Thursday, November 15, 2012

Manly Men and Manly Man-Films and how they're viewed- a personal experience.

Evan Lahee

When covering the subject of masculinity in media in class, it conjured up a long-buried memory.
Growing up I was always made fun of. I was the odd man out. The fat kid. The one who was always just finding out what was "cool" after the others had learned for days. Eventually this began to affect me worse as I grew older and began to take an interest in girls. After tiring of the "ewws" and rejections simply because "you're fat", I began to take a hint from the movies and animes I'd grown up with and go to the gym.

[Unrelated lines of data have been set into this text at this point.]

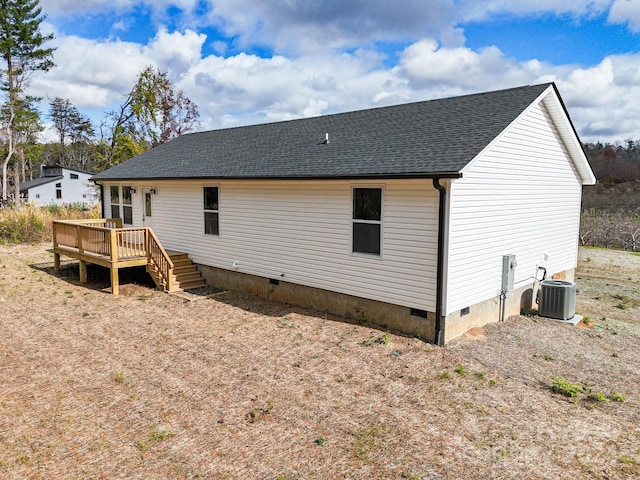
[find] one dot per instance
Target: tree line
(153, 112)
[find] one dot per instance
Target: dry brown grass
(151, 386)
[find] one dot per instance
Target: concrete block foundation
(385, 315)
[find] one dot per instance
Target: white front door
(147, 208)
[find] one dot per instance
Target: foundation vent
(557, 299)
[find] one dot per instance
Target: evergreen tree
(22, 53)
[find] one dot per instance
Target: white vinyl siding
(521, 197)
(65, 190)
(300, 232)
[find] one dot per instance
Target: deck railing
(158, 257)
(105, 240)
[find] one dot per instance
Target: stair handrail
(162, 261)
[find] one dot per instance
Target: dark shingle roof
(423, 139)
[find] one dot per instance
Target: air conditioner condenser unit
(557, 299)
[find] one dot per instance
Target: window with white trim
(127, 206)
(211, 211)
(366, 221)
(114, 194)
(121, 207)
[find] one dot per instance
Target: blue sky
(250, 61)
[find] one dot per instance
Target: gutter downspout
(439, 340)
(102, 205)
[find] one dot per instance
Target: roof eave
(372, 176)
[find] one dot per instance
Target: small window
(366, 221)
(211, 211)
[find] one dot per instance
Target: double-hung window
(125, 202)
(211, 211)
(366, 221)
(114, 194)
(127, 206)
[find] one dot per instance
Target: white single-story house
(60, 185)
(401, 215)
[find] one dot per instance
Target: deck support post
(115, 281)
(83, 271)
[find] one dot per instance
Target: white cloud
(299, 25)
(427, 66)
(626, 11)
(309, 79)
(604, 101)
(474, 10)
(175, 52)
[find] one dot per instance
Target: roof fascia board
(450, 175)
(569, 136)
(498, 137)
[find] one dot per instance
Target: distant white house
(60, 185)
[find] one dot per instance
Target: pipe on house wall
(439, 340)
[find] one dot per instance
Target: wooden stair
(185, 273)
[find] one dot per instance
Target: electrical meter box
(508, 271)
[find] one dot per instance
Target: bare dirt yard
(226, 386)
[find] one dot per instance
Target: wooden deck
(104, 242)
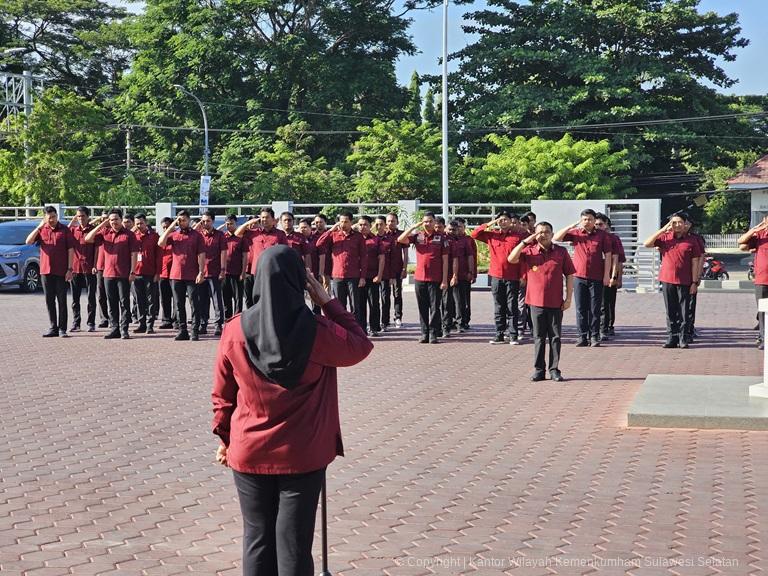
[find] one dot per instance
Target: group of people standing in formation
(363, 262)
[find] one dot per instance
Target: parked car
(19, 263)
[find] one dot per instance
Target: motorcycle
(714, 269)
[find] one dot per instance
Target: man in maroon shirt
(215, 245)
(431, 273)
(369, 298)
(258, 234)
(505, 277)
(546, 264)
(148, 264)
(187, 271)
(233, 283)
(349, 266)
(56, 255)
(756, 240)
(679, 275)
(121, 249)
(594, 261)
(83, 275)
(397, 271)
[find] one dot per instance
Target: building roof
(755, 174)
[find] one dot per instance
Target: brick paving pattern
(456, 463)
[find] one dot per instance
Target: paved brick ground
(456, 462)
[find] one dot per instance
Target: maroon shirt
(269, 429)
(85, 253)
(214, 244)
(347, 253)
(257, 240)
(759, 243)
(234, 254)
(185, 245)
(500, 245)
(545, 270)
(118, 247)
(430, 249)
(54, 249)
(150, 258)
(677, 256)
(588, 251)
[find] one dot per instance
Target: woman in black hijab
(275, 405)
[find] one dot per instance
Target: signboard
(205, 187)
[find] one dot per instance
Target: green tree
(396, 159)
(524, 169)
(65, 136)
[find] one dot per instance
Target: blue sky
(748, 67)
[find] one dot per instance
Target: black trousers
(506, 314)
(609, 308)
(462, 294)
(233, 296)
(166, 301)
(345, 289)
(428, 300)
(145, 289)
(588, 296)
(248, 290)
(448, 309)
(101, 297)
(183, 290)
(79, 283)
(119, 301)
(278, 522)
(370, 299)
(391, 289)
(210, 292)
(55, 290)
(677, 300)
(761, 291)
(547, 328)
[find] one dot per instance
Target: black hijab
(279, 328)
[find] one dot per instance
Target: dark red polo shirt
(54, 249)
(545, 270)
(298, 242)
(150, 258)
(214, 244)
(256, 240)
(588, 252)
(271, 430)
(185, 245)
(430, 249)
(234, 254)
(347, 253)
(500, 245)
(759, 242)
(84, 258)
(373, 249)
(677, 256)
(118, 247)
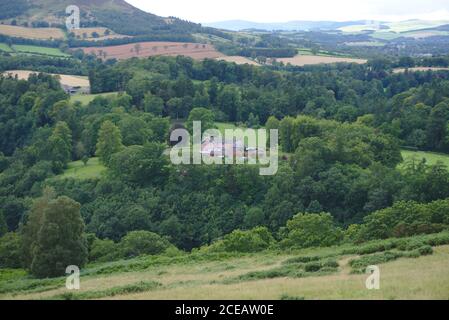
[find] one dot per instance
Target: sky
(203, 11)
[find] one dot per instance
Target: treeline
(74, 43)
(346, 93)
(45, 64)
(346, 165)
(55, 43)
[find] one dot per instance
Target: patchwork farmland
(96, 34)
(148, 49)
(68, 80)
(239, 60)
(32, 33)
(419, 69)
(303, 60)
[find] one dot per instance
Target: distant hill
(346, 26)
(117, 15)
(237, 25)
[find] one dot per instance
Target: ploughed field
(32, 33)
(68, 80)
(196, 51)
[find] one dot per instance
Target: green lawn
(39, 50)
(5, 48)
(87, 98)
(431, 157)
(78, 170)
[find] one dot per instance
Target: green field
(5, 48)
(87, 98)
(39, 50)
(431, 157)
(78, 170)
(320, 273)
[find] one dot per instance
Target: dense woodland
(341, 131)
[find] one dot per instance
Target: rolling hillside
(127, 19)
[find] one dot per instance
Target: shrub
(425, 250)
(138, 243)
(104, 250)
(254, 240)
(10, 251)
(312, 230)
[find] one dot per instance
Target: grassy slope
(78, 170)
(431, 157)
(420, 278)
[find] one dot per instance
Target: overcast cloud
(287, 10)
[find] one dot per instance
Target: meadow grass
(313, 273)
(39, 50)
(77, 170)
(431, 157)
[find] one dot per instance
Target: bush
(138, 243)
(254, 240)
(312, 230)
(104, 250)
(11, 251)
(425, 251)
(405, 219)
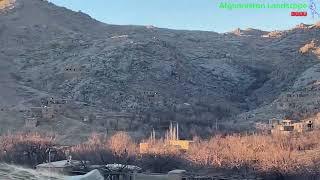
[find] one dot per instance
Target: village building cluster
(171, 139)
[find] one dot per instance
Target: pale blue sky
(188, 14)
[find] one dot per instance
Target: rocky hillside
(108, 72)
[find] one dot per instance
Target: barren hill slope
(158, 75)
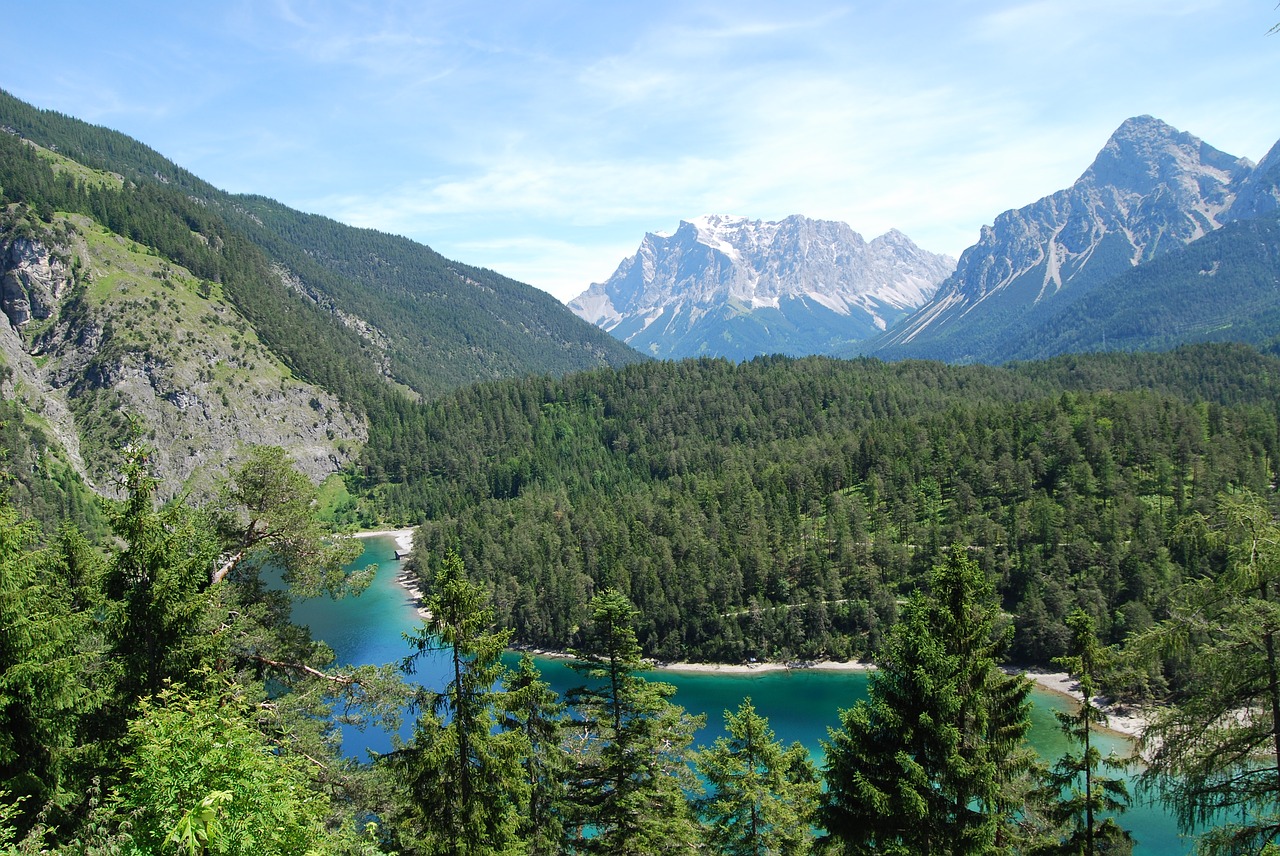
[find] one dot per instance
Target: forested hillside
(782, 507)
(424, 321)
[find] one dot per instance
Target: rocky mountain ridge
(728, 285)
(1151, 188)
(103, 338)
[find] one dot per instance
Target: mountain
(435, 324)
(731, 287)
(1152, 190)
(140, 302)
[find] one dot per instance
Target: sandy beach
(406, 580)
(1121, 719)
(754, 668)
(403, 538)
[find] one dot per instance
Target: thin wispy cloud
(544, 140)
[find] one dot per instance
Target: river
(799, 704)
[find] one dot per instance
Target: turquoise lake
(799, 704)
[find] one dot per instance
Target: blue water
(800, 705)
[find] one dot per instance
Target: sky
(544, 138)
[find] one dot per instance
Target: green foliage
(631, 745)
(202, 779)
(533, 709)
(1078, 795)
(45, 671)
(760, 795)
(265, 512)
(465, 784)
(438, 324)
(928, 763)
(1214, 754)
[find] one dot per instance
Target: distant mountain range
(1075, 270)
(732, 287)
(1059, 274)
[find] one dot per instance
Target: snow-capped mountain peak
(730, 285)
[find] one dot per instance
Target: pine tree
(531, 708)
(1078, 792)
(627, 788)
(45, 682)
(928, 760)
(464, 776)
(760, 796)
(1214, 752)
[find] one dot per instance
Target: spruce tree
(928, 760)
(760, 795)
(630, 778)
(464, 778)
(1214, 752)
(531, 708)
(1078, 791)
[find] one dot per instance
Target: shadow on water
(800, 705)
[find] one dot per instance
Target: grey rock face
(1150, 190)
(723, 285)
(32, 282)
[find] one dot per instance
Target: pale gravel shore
(1125, 721)
(755, 668)
(403, 538)
(406, 580)
(1121, 719)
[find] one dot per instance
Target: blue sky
(543, 140)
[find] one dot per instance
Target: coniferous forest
(1111, 516)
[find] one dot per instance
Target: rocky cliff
(103, 338)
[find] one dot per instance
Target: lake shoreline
(1124, 721)
(406, 580)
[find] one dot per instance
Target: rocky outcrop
(32, 282)
(1151, 188)
(127, 339)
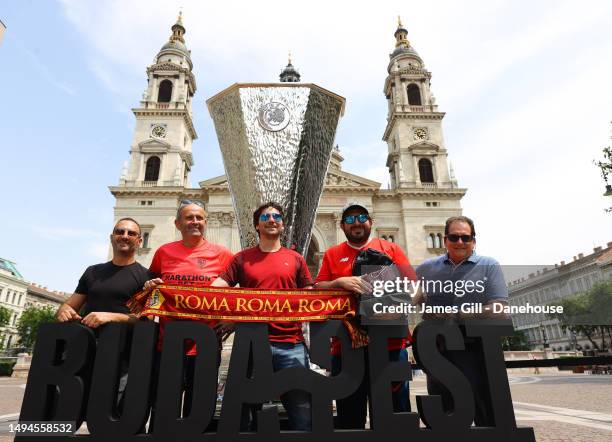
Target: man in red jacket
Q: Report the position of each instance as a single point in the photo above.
(337, 272)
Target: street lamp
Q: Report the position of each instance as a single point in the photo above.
(544, 340)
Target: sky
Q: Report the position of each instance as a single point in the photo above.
(526, 87)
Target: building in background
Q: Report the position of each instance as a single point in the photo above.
(39, 296)
(16, 294)
(552, 284)
(13, 292)
(422, 193)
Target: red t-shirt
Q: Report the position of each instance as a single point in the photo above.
(199, 266)
(283, 269)
(338, 262)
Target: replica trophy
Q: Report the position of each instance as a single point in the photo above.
(276, 141)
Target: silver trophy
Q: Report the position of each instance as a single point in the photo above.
(276, 141)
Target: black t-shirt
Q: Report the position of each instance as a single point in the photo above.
(108, 286)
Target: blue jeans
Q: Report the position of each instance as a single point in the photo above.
(352, 410)
(296, 402)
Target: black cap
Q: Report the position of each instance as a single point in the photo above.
(353, 205)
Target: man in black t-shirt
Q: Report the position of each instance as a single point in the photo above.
(104, 289)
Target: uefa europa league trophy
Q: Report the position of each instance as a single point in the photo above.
(276, 141)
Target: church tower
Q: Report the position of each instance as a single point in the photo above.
(419, 170)
(157, 172)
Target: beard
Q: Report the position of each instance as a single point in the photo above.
(357, 234)
(124, 251)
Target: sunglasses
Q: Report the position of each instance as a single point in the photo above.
(362, 218)
(188, 202)
(275, 216)
(463, 238)
(121, 232)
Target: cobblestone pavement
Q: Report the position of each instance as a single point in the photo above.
(559, 407)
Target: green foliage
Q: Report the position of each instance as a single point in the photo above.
(516, 342)
(589, 314)
(5, 316)
(605, 167)
(31, 319)
(6, 368)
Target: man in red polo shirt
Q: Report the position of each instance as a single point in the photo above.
(269, 265)
(191, 261)
(337, 272)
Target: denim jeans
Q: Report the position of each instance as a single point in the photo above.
(296, 402)
(352, 410)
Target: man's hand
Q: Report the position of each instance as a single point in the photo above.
(151, 283)
(224, 330)
(67, 313)
(96, 319)
(354, 284)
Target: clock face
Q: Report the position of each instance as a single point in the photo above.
(420, 133)
(158, 131)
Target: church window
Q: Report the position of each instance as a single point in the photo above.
(425, 171)
(152, 169)
(414, 95)
(165, 92)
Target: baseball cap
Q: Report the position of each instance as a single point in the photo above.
(352, 205)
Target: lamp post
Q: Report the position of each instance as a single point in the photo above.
(544, 340)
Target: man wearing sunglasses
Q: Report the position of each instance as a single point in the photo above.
(104, 289)
(464, 268)
(337, 272)
(269, 265)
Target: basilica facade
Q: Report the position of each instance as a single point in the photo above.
(423, 191)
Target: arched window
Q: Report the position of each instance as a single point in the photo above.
(152, 170)
(414, 95)
(165, 92)
(425, 171)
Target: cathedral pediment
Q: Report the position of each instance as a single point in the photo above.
(154, 145)
(339, 178)
(424, 146)
(217, 181)
(165, 66)
(334, 179)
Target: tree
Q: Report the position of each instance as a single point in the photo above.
(605, 167)
(31, 319)
(516, 342)
(5, 317)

I did the best I can to believe I could be a Rocky Balboa, or train like Van Damme in Bloodsport, to be at the best of my ability and try to look like I had a good physique and (sadly) cared about my looks and appearance. After a couple years of "shaping up" and further watching these films, I decided to replicate the attitudes of these "manly", or what society had deemed "manly" archetypes in my own personal life, as an experiment of sorts to see which people in my life were easily influenced by what culture dictated, and which people were real. I put on the facade (to my close friends' knowledge of course) of a muscle-bound completely confident asshole, and sadly, it worked. The people I'd wanted acceptance from turned out to be the fake ones who took others at skin depth, never asking or prodding for the person beneath, face value was enough. This quickly allowed me to eliminate the people from my social life who were fake and allow in and keep the ones who were real and wanted to know the real me.

It's sad that a majority of the people I've met in my life so far have been this shallow, but luckily by this age and at college people know to look at the real person and past the type of clothes /physique / looks they have, which is a relief, and why my sick experiment has been over with for years and I've never been happier in that regard.